OECD also carried out numerous researches on countries that had embarked on fuel subsidy reforms, and the key variables monitored and evaluated in the research especially in their report on Ukraine were variables such as budgetary allocation and transfers, government revenue foregone (or tax expenditure- tax breaks) induced transfers in the form of cross subsidies- regulated price for the poor households, residential consumers, or below market tariffs and risk transfers to government- financial supports to government energy sector-renewable or alternative energy sources, taxation, and energy pricing (Nelly and Krzysztof (2023),OECD (2023)
Globally, as disclosed in the reviewed literature on fuel subsidies using price gap approach, reference price, consumed quantity and end users’ price- Official pump price have always remained constant variables in executing subsidy reforms in the petroleum industry. (Coady et al. 2010; Kosmo 1987).
Hence, the basic calculation of subsidy for a product is: Subsidy = {(Absolute Supply Cost or reference Price minus Official Pump price or End-user Price) multiplied by Quantity Consumed}. The reference price is actually the international oil price.

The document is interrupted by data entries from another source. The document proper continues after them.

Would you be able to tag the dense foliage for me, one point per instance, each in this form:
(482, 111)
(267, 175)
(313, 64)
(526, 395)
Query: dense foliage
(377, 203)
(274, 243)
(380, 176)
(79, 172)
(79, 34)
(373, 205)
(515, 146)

In the application of price gap approach in estimating consumption subsidies,
For net importers, “reference prices are based on the import parity price: the price of a product at the nearest international hub, adjusted for quality differences, if necessary, plus the cost of freight and insurance to the net importer, plus the cost of internal distribution and marketing and any value-added tax (VAT). VAT was added to the reference price where the tax is levied on final energy sales, as a proxy for the tax on economic activities levied across an economy. Other taxes, including excise duties, are not included in the reference price.” (Coady et al. 2010).
For example, the standard variables in fuel subsidy template as reported by PPPRA 2020 for Nigeria, a net importer of gasoline, consists of FOB Rotterdam Barge, Freight Rate = Cost of petrol plus freight (offshore Nigeria), Lightering Expenses, Insurance Cost, NPA Cost, NIMASA Cost, Jetty Throughput Charges, Storage Charge, Financing/Cost of Fund, Landing Cost at terminal, Wholesale Margin and the Distribution Margin components which are Transporters Allowance (NTA), Retailer Margin, Dealer margin, Bridging Fund, Marine Transport Average (MTA), NMDPRA Administrative Charge (PPPRA report 2020).
The relationship of the fuel subsidy reform variables with cargo throughput, ship calls, and BRV Calls cannot be far-fetched, as it is also identified as one of the indicators as captured by PPPRA subsidy legends (i.e. jetty throughput charges, storage charges, NPA Cost, Transport allowance and bridging funds) amongst other charges.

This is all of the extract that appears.